There are a couple of options: buy perfectly aged mossed planters from Campo de' Fiori, or get my favorite kids involved and try some of these hands-on techniques. Over the weekend an accomplished gardener told me that he finds buttermilk is all you need to cultivate live moss growth on porous terra cotta. I think the waiting period is about a month or more just for the "early stage" look.

Campo de' Fiori does the waiting and offers customers instant gratification at a price: roughly $20 to $175 per pot depending on size. Have you had success mossing your own pots?

Shown here, Schuyler Samperton's apartment with orchid-filled Campo de' Fiori pots photographed by Paul Costello for Domino, April 2007. Inner Gardens has a nice array of these planters, and image two above is via IG.

11 comments:

Mrs. Blandings said...

Love the look - can't decide which is better - no mess or little expense.

Caroline at Caroline's Lost and Found said...

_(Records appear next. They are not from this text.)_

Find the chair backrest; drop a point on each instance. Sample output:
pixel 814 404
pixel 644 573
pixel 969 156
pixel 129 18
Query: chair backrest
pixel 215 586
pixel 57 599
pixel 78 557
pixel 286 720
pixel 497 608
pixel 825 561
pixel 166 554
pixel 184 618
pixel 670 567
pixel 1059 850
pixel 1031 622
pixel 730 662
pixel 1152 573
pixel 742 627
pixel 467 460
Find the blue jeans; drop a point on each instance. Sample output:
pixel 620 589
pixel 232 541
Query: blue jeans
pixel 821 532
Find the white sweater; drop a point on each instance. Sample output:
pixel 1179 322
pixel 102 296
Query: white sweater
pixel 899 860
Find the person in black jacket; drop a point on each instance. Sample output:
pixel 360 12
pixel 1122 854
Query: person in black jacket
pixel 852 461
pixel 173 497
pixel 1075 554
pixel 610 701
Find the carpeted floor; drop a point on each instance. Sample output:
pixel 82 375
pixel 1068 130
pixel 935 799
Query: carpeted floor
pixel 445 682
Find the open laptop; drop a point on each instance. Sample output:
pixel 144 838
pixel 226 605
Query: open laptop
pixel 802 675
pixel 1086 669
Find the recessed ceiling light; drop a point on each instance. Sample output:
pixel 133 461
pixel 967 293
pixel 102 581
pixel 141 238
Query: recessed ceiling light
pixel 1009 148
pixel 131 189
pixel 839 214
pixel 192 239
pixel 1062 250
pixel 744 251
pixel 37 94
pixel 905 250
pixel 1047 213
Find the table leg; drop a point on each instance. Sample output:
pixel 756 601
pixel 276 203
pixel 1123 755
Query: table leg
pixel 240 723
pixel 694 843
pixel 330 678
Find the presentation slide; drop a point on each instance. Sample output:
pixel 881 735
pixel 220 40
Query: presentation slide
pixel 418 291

What a wonderful post!! I cannot wait to try out one (or all) of the techniques to age a terra cotta pot...we have a few at home just waiting to be aged! Take care, Caroline

Alicia said...

Go the buttermilk route. It takes much less time & its soo cheap its worth it. Plus then you get to add more or less to your liking. I always recommend it for newly laid garden stones too to take the newness edge off!!!

Janet said...

I have a terra cotta Campo de'Fiori bulb dish (with wrought-iron stand). And while I love it, it sucks up so much water that I have to line it with a glass dish. So, no moss, alas.

Sanity Fair said...

I've always loved this style, though I've never attempted it myself. However, it always makes me think of My Fair Lady, and the scene where Professor Higgins makes Eliza say over and over: "with darkest moss the flowers pots were thickly crusted one and all."

sophie dahy designs said...

We have seen this the Campo De' Fiori line at The Gardens at the Mart in Atlanta and had thought about using them for our silk arrangements. I think they are lovely.

Style Court said...

Sanity -- what a great line.

Everyone, thanks so much for the helpful input.

Pigtown-Design said...

I learned to get pots mossy by getting a little bit of moss and putting it with plain yoghurt and then whizzing it all together in a blender and then painting it on a pot. The moss gives it a head start.

The Peak of Chic said...

C- I've never tried this myself, but I've also heard that buttermilk does the trick. Can't wait to hear which method you use.

Style Redux 2 said...

I have always had success with yogurt and a little moss in a blender, then painting the mix on.

Blushing hostess said...

If mine were not nudged with buttermilk, the mossiness was uneven and totally unreliable. Over time though, I have come to realize the difference between the legitimately achieved moss with time and pots forced into the notion. Now, I much prefer the real thing made with water, shade, and coolness to the bought or buttermilk-aged. I just do not need to perfect a thing born out of complete imperfection and nothing but time. I came by my favorite ones old fashioned way: I earned them.